Migrating from Adobe/Datalogics API to PDFNet SDK for C/C++

Aaron_Gravesdale · September 10, 2009, 5:11pm

Q: We are in the process of migrating from Adobe PDF Library,
documented in the Acrobat Core API Reference (Version 5.0) to PDFNet
SDK (http://www.pdftron.com/pdfnet).

We use this library for Windows (WinXP, Vista) exclusively. We use
Visual Studio 2008. Our product is compiled with UNICODE defined, i.e.
all characters are 16bit. For our form viewer control we use straight
Win32 calls, i.e. we don’t use MFC or .Net.
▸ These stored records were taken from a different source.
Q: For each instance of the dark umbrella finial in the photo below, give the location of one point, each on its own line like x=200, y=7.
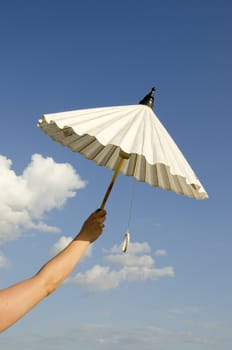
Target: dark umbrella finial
x=148, y=100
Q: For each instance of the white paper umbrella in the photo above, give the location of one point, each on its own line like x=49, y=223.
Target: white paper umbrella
x=127, y=139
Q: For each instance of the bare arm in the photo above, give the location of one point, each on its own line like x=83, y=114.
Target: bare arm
x=17, y=300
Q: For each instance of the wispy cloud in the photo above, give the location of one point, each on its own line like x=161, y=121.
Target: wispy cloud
x=43, y=185
x=121, y=268
x=3, y=261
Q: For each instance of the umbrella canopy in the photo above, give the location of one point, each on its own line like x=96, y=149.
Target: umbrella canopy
x=131, y=136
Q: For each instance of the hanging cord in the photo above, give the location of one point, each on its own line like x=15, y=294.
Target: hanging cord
x=126, y=239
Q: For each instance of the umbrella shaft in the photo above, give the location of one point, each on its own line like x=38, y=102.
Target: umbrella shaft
x=117, y=170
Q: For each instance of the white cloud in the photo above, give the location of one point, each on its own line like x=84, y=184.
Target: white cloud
x=44, y=185
x=160, y=252
x=106, y=336
x=3, y=261
x=129, y=267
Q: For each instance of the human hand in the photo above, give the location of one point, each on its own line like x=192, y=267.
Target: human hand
x=93, y=226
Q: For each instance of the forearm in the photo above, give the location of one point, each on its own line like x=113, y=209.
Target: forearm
x=20, y=298
x=17, y=300
x=55, y=271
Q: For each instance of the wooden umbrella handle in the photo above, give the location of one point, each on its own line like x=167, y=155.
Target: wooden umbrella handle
x=123, y=156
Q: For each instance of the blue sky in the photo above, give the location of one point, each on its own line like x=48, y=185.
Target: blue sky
x=63, y=55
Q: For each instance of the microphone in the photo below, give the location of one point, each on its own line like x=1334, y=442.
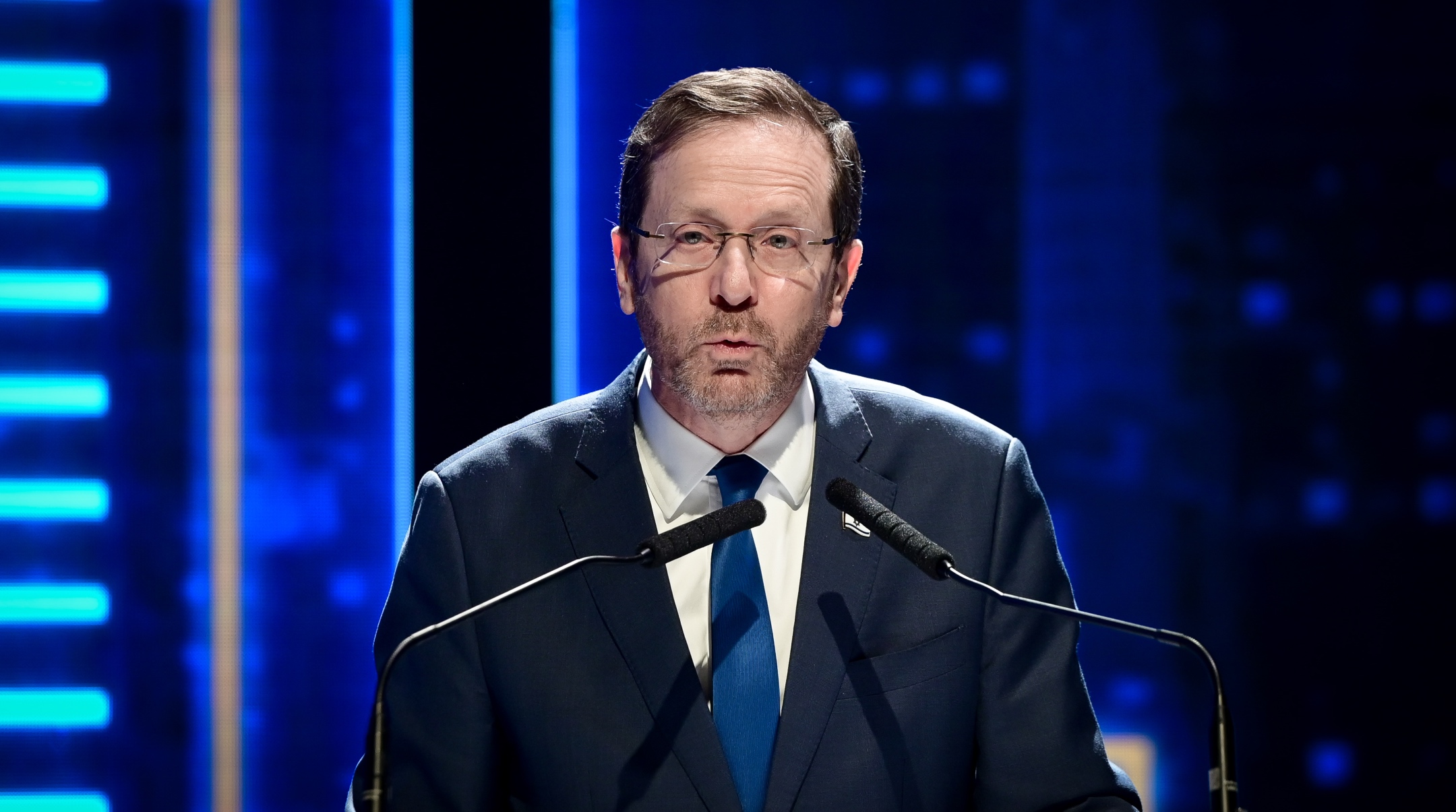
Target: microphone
x=936, y=562
x=702, y=532
x=931, y=558
x=656, y=551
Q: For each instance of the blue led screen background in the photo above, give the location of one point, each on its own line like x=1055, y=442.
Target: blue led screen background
x=1199, y=255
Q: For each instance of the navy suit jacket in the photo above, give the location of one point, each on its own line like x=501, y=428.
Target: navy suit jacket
x=903, y=691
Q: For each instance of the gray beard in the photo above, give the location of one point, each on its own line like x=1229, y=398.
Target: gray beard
x=711, y=387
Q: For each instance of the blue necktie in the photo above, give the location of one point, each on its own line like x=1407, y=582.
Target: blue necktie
x=746, y=671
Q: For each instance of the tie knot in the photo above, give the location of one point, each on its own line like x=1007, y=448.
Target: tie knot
x=739, y=478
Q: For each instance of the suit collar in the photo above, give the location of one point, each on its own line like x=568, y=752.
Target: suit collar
x=841, y=423
x=607, y=434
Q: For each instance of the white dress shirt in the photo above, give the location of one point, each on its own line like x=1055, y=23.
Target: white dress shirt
x=676, y=463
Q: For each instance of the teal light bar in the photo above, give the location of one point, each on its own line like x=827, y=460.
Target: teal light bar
x=55, y=396
x=55, y=499
x=55, y=802
x=55, y=708
x=53, y=187
x=53, y=84
x=32, y=604
x=53, y=291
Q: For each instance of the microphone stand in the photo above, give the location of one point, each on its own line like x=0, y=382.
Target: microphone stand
x=936, y=562
x=656, y=551
x=1222, y=783
x=375, y=795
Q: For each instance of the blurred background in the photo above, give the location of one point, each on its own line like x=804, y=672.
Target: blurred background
x=1200, y=255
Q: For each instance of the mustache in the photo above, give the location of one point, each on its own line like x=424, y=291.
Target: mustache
x=743, y=323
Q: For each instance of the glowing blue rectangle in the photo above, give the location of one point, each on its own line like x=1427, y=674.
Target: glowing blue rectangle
x=53, y=84
x=53, y=187
x=55, y=396
x=55, y=802
x=564, y=286
x=28, y=604
x=55, y=499
x=55, y=708
x=53, y=291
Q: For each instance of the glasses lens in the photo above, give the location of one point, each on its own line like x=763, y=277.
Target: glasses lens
x=781, y=249
x=690, y=245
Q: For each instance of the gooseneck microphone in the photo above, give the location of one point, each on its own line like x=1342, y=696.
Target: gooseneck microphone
x=936, y=562
x=656, y=551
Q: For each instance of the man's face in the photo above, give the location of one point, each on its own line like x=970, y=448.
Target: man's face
x=733, y=340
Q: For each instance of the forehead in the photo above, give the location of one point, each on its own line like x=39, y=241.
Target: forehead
x=743, y=172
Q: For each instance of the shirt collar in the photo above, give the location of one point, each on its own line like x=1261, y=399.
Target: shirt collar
x=680, y=460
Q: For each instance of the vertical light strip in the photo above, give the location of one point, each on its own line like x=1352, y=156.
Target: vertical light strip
x=566, y=377
x=224, y=399
x=402, y=149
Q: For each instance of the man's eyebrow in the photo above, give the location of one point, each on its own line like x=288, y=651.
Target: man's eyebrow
x=711, y=217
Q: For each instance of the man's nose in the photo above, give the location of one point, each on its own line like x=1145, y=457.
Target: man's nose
x=733, y=277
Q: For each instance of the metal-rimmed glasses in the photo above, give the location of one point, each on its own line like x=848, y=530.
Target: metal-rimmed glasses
x=777, y=249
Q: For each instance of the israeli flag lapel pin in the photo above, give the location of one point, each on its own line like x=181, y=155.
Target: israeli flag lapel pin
x=851, y=524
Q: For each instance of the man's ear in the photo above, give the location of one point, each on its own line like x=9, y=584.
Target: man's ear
x=845, y=272
x=622, y=258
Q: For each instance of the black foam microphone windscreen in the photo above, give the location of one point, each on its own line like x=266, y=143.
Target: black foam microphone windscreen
x=896, y=532
x=705, y=530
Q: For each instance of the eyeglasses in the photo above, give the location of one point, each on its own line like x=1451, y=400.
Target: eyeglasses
x=777, y=249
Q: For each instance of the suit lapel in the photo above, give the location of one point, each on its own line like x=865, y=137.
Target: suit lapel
x=839, y=571
x=612, y=516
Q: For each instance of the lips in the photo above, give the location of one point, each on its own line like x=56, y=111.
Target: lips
x=733, y=344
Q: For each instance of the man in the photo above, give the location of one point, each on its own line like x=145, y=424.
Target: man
x=801, y=665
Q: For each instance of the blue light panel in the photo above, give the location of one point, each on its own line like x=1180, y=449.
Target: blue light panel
x=55, y=499
x=55, y=802
x=566, y=326
x=30, y=604
x=53, y=187
x=55, y=396
x=55, y=708
x=402, y=158
x=53, y=84
x=53, y=291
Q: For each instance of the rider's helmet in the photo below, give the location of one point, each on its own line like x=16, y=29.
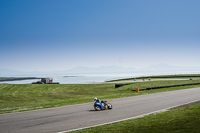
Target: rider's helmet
x=95, y=99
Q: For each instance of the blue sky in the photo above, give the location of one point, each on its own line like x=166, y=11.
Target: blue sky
x=45, y=35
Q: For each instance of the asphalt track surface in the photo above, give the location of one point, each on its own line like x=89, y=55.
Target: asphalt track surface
x=62, y=119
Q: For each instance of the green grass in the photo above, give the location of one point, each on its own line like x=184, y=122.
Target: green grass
x=23, y=97
x=181, y=120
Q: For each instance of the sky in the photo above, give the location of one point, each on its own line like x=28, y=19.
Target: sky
x=53, y=35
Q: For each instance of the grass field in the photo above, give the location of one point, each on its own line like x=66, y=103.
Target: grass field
x=180, y=120
x=23, y=97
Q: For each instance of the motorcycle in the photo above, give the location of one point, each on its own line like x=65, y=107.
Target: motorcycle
x=102, y=105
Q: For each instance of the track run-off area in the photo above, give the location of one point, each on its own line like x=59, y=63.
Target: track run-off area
x=73, y=117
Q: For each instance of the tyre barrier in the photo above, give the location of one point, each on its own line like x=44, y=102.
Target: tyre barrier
x=160, y=87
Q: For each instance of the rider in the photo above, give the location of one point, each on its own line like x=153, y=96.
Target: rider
x=98, y=100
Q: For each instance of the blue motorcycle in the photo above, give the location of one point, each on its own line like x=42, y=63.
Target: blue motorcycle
x=102, y=105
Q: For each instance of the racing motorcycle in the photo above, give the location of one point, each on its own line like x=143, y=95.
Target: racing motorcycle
x=102, y=105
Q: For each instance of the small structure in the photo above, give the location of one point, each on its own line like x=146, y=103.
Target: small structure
x=46, y=81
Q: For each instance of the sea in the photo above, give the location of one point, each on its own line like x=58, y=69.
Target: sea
x=90, y=78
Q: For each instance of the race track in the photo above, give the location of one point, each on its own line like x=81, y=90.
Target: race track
x=83, y=115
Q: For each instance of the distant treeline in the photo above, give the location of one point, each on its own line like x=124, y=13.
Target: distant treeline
x=2, y=79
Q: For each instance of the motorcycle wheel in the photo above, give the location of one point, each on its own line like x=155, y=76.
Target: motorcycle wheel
x=109, y=106
x=97, y=108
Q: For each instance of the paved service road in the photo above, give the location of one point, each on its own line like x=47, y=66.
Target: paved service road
x=83, y=115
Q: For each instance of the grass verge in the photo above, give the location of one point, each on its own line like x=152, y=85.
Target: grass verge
x=180, y=120
x=24, y=97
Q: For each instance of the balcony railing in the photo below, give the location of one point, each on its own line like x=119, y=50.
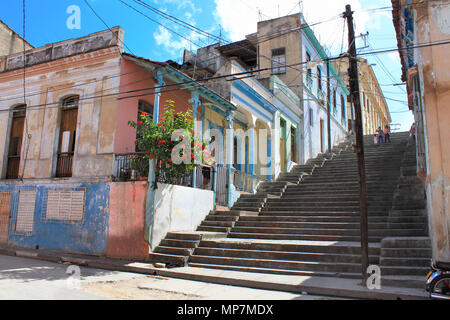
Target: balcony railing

Since we have a lot of code using this library, we thought it would be
easiest to emulate the part of the Adobe PDF library we use using
calls to the PDFNetC library from PDFTron.

Question 1: Is this a good idea? Did other people may be do the same
thing? Does PDFTron may be already have a compatibility layer like
this? In our code we intend to define something like this:

typedef int ASInt32;
typedef pdftron::PDF::PDFDoc* PDDoc;
typedef pdftron::SDF::SDFDoc* CosDoc;
typedef pdftron::PDF::Page* PDPage;
///struct CosObj {
// ASInt32 a, b;
//};
typedef pdftron::SDF::Obj* CosObj;
//struct PDAnnot {
// ASInt32 a, b;
//};
typedef pdftron::PDF::Annot* PDAnnot;

Question 2: SDF::Obj::Type does not distinguish between Int, Fixed
and Real. Is there may be a workaround? Some of our code might need to
make this distinction, e.g.:

ASInt32 CosObjGetType(CosObj cosObj)
{
switch (cosObj->GetType()) {
case pdftron::SDF::Obj::e_null : return CosNull;
case pdftron::SDF::Obj::e_bool : return CosBoolean;
case pdftron::SDF::Obj::e_number: return CosReal; // or
CosInteger, or CosFixed?
case pdftron::SDF::Obj::e_name : return CosName;
case pdftron::SDF::Obj::e_string: return CosString;
case pdftron::SDF::Obj::e_dict : return CosDict;
case pdftron::SDF::Obj::e_array : return CosArray;
case pdftron::SDF::Obj::e_stream: return CosStream;
default: Assert(false); return CosNull;
}
}

Question 3: How do we get the PDF::PDFDoc from a SDF::SDFDoc?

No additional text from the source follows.